I have a shell script that I run periodically to get the latest versions of my dotfiles.

   .dotfiles

The first thing I do on a new system is get the .dotfiles script and then run it to sync all the other dotfiles. In the examples below you don't have to `cd ~` if you prefer to download the dotfiles into some other directory.

Running the following commands will erase your current home dotfiles (.bashrc and friends).

cd ~
wget http://www.noah.org/engineering/dotfiles/.dotfiles && chmod 755 .dotfiles
./.dotfiles

If you prefer curl use this:

cd ~
curl -o .dotfiles http://www.noah.org/engineering/dotfiles/.dotfiles && chmod 755 .dotfiles
./.dotfiles

The .dotfiles sync script never updates the .bashrc_local or muttrc_local or other *_local files.
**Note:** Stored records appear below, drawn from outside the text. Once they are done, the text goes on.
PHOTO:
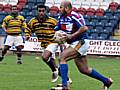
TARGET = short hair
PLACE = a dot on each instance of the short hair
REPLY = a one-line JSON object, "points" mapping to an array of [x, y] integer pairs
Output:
{"points": [[14, 6], [41, 6], [67, 4]]}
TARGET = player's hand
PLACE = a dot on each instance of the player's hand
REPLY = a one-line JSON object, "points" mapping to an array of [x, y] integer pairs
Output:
{"points": [[27, 38], [60, 40]]}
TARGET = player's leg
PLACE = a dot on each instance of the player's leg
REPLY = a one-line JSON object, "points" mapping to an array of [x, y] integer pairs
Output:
{"points": [[60, 50], [4, 51], [7, 44], [19, 44], [82, 65], [48, 58], [81, 62], [19, 53], [67, 54]]}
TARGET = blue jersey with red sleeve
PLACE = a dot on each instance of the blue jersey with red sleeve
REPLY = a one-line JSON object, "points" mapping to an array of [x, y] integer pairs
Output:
{"points": [[71, 23]]}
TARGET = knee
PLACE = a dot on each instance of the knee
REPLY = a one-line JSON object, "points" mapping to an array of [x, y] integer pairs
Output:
{"points": [[6, 48], [45, 58], [63, 59], [84, 71]]}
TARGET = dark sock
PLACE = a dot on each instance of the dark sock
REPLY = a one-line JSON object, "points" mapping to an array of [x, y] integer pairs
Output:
{"points": [[60, 74], [51, 64], [64, 73], [98, 76]]}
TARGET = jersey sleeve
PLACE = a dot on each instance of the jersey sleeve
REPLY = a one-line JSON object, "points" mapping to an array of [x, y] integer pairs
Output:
{"points": [[4, 24], [79, 20]]}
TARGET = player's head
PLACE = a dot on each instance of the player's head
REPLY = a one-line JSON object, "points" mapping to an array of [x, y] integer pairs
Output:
{"points": [[65, 7], [41, 9], [14, 10]]}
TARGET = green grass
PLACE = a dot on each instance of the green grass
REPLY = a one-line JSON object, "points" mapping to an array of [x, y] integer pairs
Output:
{"points": [[35, 74]]}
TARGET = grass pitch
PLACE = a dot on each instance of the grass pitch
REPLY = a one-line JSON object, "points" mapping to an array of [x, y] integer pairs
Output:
{"points": [[34, 74]]}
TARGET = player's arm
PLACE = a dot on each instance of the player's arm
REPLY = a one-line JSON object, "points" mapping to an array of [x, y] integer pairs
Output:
{"points": [[4, 24], [80, 22], [76, 34]]}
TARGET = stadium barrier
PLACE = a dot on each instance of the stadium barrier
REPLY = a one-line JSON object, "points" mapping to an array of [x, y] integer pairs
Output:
{"points": [[96, 47]]}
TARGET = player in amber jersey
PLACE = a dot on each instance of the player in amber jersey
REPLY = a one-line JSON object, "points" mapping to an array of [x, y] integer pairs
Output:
{"points": [[14, 24], [43, 26]]}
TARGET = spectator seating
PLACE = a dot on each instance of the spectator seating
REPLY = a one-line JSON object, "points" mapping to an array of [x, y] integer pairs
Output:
{"points": [[81, 10], [99, 12], [113, 6], [101, 18], [90, 11]]}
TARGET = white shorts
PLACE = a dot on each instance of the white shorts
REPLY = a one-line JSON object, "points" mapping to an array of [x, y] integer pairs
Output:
{"points": [[52, 48], [82, 49], [14, 40]]}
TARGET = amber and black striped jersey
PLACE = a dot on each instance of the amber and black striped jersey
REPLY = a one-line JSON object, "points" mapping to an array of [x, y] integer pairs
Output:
{"points": [[14, 25], [44, 31]]}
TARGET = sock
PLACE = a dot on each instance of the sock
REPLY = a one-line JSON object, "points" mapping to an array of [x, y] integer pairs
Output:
{"points": [[60, 74], [98, 76], [51, 64], [18, 58], [64, 73]]}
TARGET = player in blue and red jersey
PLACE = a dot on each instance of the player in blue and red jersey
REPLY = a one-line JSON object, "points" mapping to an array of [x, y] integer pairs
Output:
{"points": [[74, 25]]}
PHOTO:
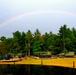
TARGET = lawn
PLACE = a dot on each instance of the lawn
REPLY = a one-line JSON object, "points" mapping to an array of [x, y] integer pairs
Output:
{"points": [[65, 62]]}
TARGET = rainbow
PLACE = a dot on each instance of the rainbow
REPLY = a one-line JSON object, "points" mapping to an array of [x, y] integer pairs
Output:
{"points": [[36, 12]]}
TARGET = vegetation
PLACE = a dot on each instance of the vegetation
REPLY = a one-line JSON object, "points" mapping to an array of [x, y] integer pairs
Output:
{"points": [[29, 42]]}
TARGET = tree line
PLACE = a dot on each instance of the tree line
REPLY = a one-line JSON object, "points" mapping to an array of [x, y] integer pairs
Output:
{"points": [[29, 43]]}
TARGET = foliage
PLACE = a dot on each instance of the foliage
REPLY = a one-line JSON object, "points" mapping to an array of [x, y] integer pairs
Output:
{"points": [[29, 43]]}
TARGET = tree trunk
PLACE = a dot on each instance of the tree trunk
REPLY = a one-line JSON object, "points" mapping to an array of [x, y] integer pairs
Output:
{"points": [[29, 48]]}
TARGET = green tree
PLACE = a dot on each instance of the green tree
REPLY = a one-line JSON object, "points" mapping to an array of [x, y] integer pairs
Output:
{"points": [[28, 38]]}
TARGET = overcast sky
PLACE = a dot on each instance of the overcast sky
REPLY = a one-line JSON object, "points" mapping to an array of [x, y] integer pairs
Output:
{"points": [[45, 15]]}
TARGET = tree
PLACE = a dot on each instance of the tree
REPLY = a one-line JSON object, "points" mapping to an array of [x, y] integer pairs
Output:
{"points": [[28, 38]]}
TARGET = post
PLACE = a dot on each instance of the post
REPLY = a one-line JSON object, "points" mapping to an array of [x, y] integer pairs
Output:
{"points": [[41, 62], [73, 64]]}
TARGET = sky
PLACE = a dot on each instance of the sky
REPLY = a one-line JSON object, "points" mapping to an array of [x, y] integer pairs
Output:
{"points": [[45, 15]]}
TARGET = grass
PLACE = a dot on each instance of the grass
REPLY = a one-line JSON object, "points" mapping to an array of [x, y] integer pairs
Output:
{"points": [[65, 62]]}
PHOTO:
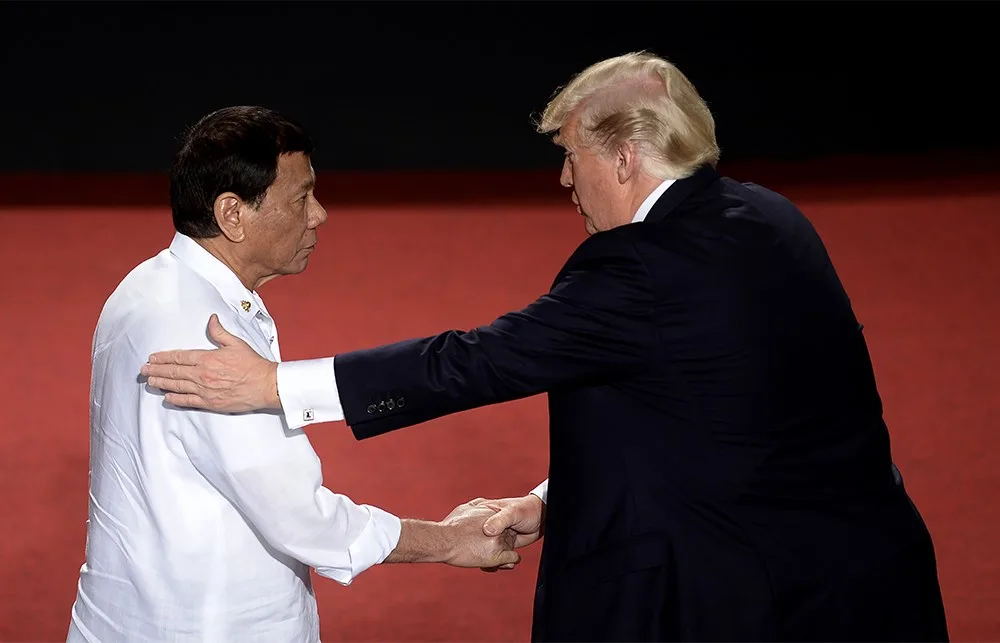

I considered using something like Subversion to store these dotfiles, but I found this little script to be simpler and quicker for my needs. Plus tar, gzip, and either wget or curl are always available whereas I usually have to install Subversion on a new system.

my dotfiles

I keep all of my beloved UNIX dotfiles in an gzip archive here: dotfiles.tar.gz You can browse the individual dotfiles here: .bashrc .bash_aliases .vim/ .vimrc .inputrc .lynxrc .mailcap .pythonrc .screenrc bin/ .fonts/ .mutt/ .subversion/ I try to get all of the bash dotfiles to work on both Linux and BSD, with Linux being favored. I don't like my dotfiles to depend too much on the platform I'm running on, but this doesn't always work too well with older BSD systems. It's harmless when it fails -- sometimes I get warnings when I login on really old BSD systems.